Zero foundation “machine learning” self study notes | Note7: logical regression

Zero foundation


Write in front

This series is my personal notes when I taught myself [machine learning]. There may be many mistakes in the learning process. I hope all readers will give me some advice. This series is based onTeacher Wu Enda’s [“machine learning” course]As the key link, supplemented byHuang Haiguang’s [personal notes of Stanford University 2014 machine learning course (v5.51)], relevant mathematical knowledge will be interspersed in the middle.

logistic regression

7.1 classification issues

Logistic regression is a machine learning method used to solve the binary classification (0 or 1) problem, which is used to estimate the possibility of something.

Add dependent variable(dependent variable)The two classes that may belong to are called negative classes(negative class)And forward class(positive class), then the dependent variableWhere 0 represents a negative class and 1 represents a positive class.

Zero foundation


If we want to use linear regression algorithm to solve a classification problem, it is assumed that the output value of the function may be much greater than 1 or much less than 0. However, the property of logistic regression algorithm is: itsThe output value is always between 0 and 1.

Logistic regression algorithm is a classification algorithm, we use it as a classification algorithm. Sometimes you may be confused by the “regression” in the name of this algorithm, but the logical regression algorithm is actually a classification algorithm, which is applicable to the case where the value of label y is discrete, such as 1 0 1.

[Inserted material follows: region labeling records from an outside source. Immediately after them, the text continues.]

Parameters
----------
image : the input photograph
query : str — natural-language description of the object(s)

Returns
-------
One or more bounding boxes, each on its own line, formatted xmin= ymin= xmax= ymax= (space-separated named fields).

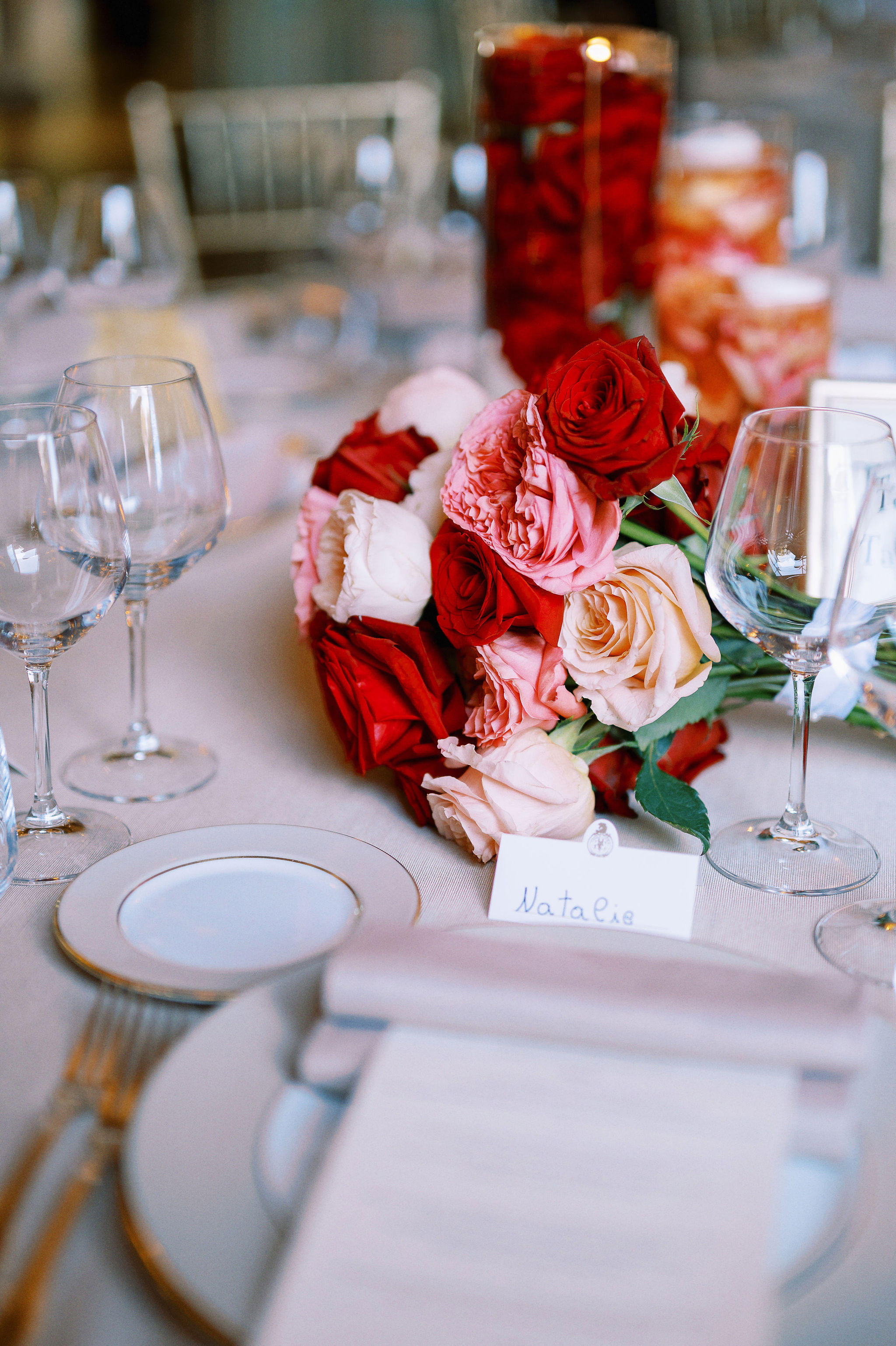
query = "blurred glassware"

7.2 hypothesis representation

Looking back at the classification of breast cancer mentioned at the beginning, we can use linear regression to find out a straight line suitable for data.

Zero foundation


According to the linear regression model, we can only predict continuous values. However, for the classification problem, we need to output 0 or 1. We can predict:

WhenWhen forecasting

WhenWhen forecasting

For the data shown in the figure above, such a linear model seems to be able to complete the classification task well. If we observe a very large malignant tumor and add it to our training set as an example, we will get a new straight line.

Zero foundation


At this time, it is not appropriate to use 0.5 as the threshold to predict whether the tumor is benign or malignant. It can be seen that the linear regression model is not suitable to solve such a problem because its predicted value can exceed the range of [0,1].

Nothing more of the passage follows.